When I get this degree, it’s some closure because my father sent me to Rutgers to get a degree in mechanical engineering, which I was never able to achieve. I’m back where I started.
Tom Maniscalco
This is Maniscalco’s second go-round at Rutgers. He began his academic journey in September of 1957 studying mechanical engineering but flunked out.
He still recalls his grades that first semester nearly 70 years ago. “I got an A in calculus and a B in physics, but I failed engineering drawing,” he said. “Of all things - engineering drawing! And I became a design engineer.”
Maniscalco did much better this time.
“He is an active and capable student who strives to understand the fundamentals,” Tse said. “He genuinely enjoys doing engineering. He is my parents’ age. My own grandmother learned to read and write at 90, so I could readily relate to his efforts. His success became very personal for me.”
After leaving Rutgers the first time, Maniscalco started working at Bendix Corporation, an aviation and defense company which then operated a manufacturing plant in Teterboro, N.J. During his stint at Bendix, he worked on some well-known aerospace equipment including the unmanned Saturn rocket that went to the moon as part of Apollo program.
In 1964 when he was 24, he returned to the classroom. He continued working at Bendix during the day and then commuted to New York University (NYU) to take courses at night at its then Bronx campus. He did this for two years before quitting Bendix to devote his time fulltime to his education. He graduated from NYU in June 1967.
“I was elected to Tau Beta Pi, the national engineering honor society, which I had hoped would happen at Rutgers, but it didn’t,” he lamented, adding that he is a member of Pi Mu Epsilon National Honor Society for mathematics.
He wanted to pursue his master’s degree – and he did for a while – at NYU until the university shuttered its Bronx campus and merged its engineering school with the then- Polytechnic Institute in Brooklyn. The commute to Brooklyn would be too much for Maniscalco, so he dropped out of NYU’s master's program.
He started working as a design engineer at Kearfott Guidance and Navigation Corp., a defense equipment manufacturer, at its then-Little Falls, N.J., office. He worked on several well-known projects, including the navigation guidance system for the Space Shuttle missions, he said.
I learned from Tom that you will always be your father’s son and forever try to live up to his hopes and dreams for you.
Stephen Tse
Maniscalco's professor and advisor
While there, he went back to night school – this time at New Jersey Institute of Technology – and received that master’s degree in 1980, and eventually in 1993, his doctorate. He went on to work in the Department of Defense for 30 years before retiring in 2019. He continues to be involved in this profession. He is currently the vice chair of the North Jersey Chapter of American Society of Mechanical Engineers.

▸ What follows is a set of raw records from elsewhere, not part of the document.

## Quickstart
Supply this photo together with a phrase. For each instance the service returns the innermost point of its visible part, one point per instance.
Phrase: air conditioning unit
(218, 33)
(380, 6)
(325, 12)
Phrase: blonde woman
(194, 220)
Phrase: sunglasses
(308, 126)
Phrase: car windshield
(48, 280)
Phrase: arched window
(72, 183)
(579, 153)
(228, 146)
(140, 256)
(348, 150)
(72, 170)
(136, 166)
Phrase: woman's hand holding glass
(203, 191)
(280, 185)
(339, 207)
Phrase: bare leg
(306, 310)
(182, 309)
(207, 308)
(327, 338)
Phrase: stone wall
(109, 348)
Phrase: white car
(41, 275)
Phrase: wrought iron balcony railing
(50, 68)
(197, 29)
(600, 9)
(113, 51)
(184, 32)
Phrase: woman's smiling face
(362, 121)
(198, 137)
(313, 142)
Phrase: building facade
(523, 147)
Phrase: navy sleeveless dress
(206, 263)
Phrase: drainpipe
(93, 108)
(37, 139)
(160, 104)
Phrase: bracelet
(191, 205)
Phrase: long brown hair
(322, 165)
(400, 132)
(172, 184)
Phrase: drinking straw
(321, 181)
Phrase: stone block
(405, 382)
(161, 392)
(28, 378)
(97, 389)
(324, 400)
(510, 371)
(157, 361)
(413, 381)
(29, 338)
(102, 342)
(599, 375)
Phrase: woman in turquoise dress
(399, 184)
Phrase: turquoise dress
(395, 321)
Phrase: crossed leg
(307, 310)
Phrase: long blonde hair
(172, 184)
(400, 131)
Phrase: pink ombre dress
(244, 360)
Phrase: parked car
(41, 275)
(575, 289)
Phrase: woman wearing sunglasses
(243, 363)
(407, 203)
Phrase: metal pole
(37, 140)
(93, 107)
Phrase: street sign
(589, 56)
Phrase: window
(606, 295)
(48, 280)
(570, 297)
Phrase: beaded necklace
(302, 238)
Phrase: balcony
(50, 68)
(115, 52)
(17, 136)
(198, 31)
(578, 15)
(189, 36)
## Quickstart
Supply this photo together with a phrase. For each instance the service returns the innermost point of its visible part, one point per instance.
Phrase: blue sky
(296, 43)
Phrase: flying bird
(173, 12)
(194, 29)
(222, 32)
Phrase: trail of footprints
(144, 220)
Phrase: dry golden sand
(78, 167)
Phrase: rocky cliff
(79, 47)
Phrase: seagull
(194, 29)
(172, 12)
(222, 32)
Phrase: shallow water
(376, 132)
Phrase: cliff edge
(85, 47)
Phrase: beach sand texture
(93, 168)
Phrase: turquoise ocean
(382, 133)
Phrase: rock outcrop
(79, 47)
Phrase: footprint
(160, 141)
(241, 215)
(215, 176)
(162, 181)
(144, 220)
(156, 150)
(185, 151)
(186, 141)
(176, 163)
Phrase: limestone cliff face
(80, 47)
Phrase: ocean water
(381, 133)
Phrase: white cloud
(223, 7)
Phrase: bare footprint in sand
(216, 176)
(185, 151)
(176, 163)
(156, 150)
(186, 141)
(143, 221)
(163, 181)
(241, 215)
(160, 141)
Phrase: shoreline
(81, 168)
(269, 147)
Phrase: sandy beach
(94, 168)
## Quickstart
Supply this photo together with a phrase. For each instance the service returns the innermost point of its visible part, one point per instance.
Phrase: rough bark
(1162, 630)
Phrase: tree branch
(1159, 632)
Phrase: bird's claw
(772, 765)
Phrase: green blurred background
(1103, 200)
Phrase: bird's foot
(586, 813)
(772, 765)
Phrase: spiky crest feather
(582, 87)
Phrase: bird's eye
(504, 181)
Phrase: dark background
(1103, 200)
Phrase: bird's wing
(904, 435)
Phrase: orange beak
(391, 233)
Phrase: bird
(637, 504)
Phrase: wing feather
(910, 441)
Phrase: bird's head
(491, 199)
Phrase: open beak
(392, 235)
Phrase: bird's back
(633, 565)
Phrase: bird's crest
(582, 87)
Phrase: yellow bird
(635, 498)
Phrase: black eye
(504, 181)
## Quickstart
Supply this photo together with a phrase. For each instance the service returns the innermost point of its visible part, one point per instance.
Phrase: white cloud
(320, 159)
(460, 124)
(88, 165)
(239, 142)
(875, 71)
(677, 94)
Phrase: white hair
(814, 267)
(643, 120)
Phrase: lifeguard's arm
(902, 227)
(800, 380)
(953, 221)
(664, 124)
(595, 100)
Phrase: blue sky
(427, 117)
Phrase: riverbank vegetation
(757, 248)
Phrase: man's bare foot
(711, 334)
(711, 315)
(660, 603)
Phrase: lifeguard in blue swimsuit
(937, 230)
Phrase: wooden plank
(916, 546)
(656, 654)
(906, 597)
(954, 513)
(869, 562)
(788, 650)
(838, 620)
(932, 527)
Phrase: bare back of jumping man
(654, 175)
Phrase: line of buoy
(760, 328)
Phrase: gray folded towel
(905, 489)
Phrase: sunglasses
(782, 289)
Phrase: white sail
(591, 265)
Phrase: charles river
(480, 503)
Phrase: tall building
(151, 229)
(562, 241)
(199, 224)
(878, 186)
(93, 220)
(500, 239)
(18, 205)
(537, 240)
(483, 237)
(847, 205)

He always had an interest in math and physics, but he traces his love of building and engineering to a specific time in his childhood: summer of 1948.
“My grandfather was a carpenter, and we have a summer house on Long Island,” Maniscalco recalled. “We would drive out there from Garfield on weekends with him in summer 1948 and help him build the house. I was 8 at the time.”
That house in Rocky Point on the north shore of Long Island still stands and Maniscalco continues to spend much of his time there.
Maniscalco, whose father, a dress presser, and mother, a seamstress, never married and doesn’t have any children. His younger brother, Peter, died of cancer a few years ago. But when he walks on the stage on May 16 during the School of Engineering convocation, he will be thinking of his father.
“When I get this degree, it’s some closure because my father sent me to Rutgers to get a degree in mechanical engineering, which I was never able to achieve,” he said. “I’m back where I started.”